En effet, en y regardant de plus près la mentalité à la Française, on se rendra compte que la décrépitude du football ne fait que refléter le pays, où l’on préfère les petites voitures faciles à garer aux belles berlines bien voyantes. Dans le football, un entraîneur français préfèrera un joueur plutôt sobre, facile à gérer qu’un technicien capable de dynamiter une défense. Et ce n’est pas un hasard si des joueurs comme Cantonna, Ginola, Ben Arfa, Menez, et d’autres ont été soit les enfants terribles du football, soit ont du s’exiler pour exploser au plus haut niveau.

Pour régler le problème donc, il suffirait de changer les critères de recrutement, les mentalités et conception de jeu, et les effets s’en feraient sentir à moyen et long terme. Assimiler un phénomène profondément ancré dans les mentalités à la simple présence d’une communauté raciale est un amalgame dangereux, répréhensible.

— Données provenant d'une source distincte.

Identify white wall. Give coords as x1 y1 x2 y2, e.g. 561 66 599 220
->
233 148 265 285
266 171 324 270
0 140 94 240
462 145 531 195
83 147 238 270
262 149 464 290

Les conséquences de tels amalgames, au-delà des connotations réellement racistes, pourraient d’ailleurs être désastreuses pour une communauté pour laquelle le sport en général et le football en particulier est un gros facteur d’intégration. Des effets à priori non décelables et qu’il serait difficile de corréler à la mise en application du « plan vigipirate pour les noirs et les arabes », mais qui seraient bien réels.

Vouloir relativiser le débat en affirmant que Laurent Blanc n’est pas raciste, c’est déplacer la question réelle et finalement faire un pas en arrière dans le combat pour l’intégration de cette autre France qui se cherche. Tout comme il est difficile de démontrer combien de personnes issues des communautés noires ou arabes ne trouvent ni emploi ni logement à cause de leurs traits, il est tout autant difficile de parler de racisme dans les propos ou dans les pensées du sélectionneur.

Mais dès lors que les propos de Laurent Blanc, responsable d’une institution en France, traduisent des préjugés, ont pour but de volontairement établir des discriminations sur des personnes issues d’une communauté, il y a donc racisme, à savoir différenciation de personnes sur le seul critère de la race. Et en ce point, la démission de Laurent Blanc est nécessaire.

Et cela d’ailleurs, le sélectionneur le savait parfaitement, car il a bien précisé que toute décision devait être officieuse : « On peut s'organiser, en non-dit, sur une espèce de quota. Mais il ne faut pas que ce soit dit ».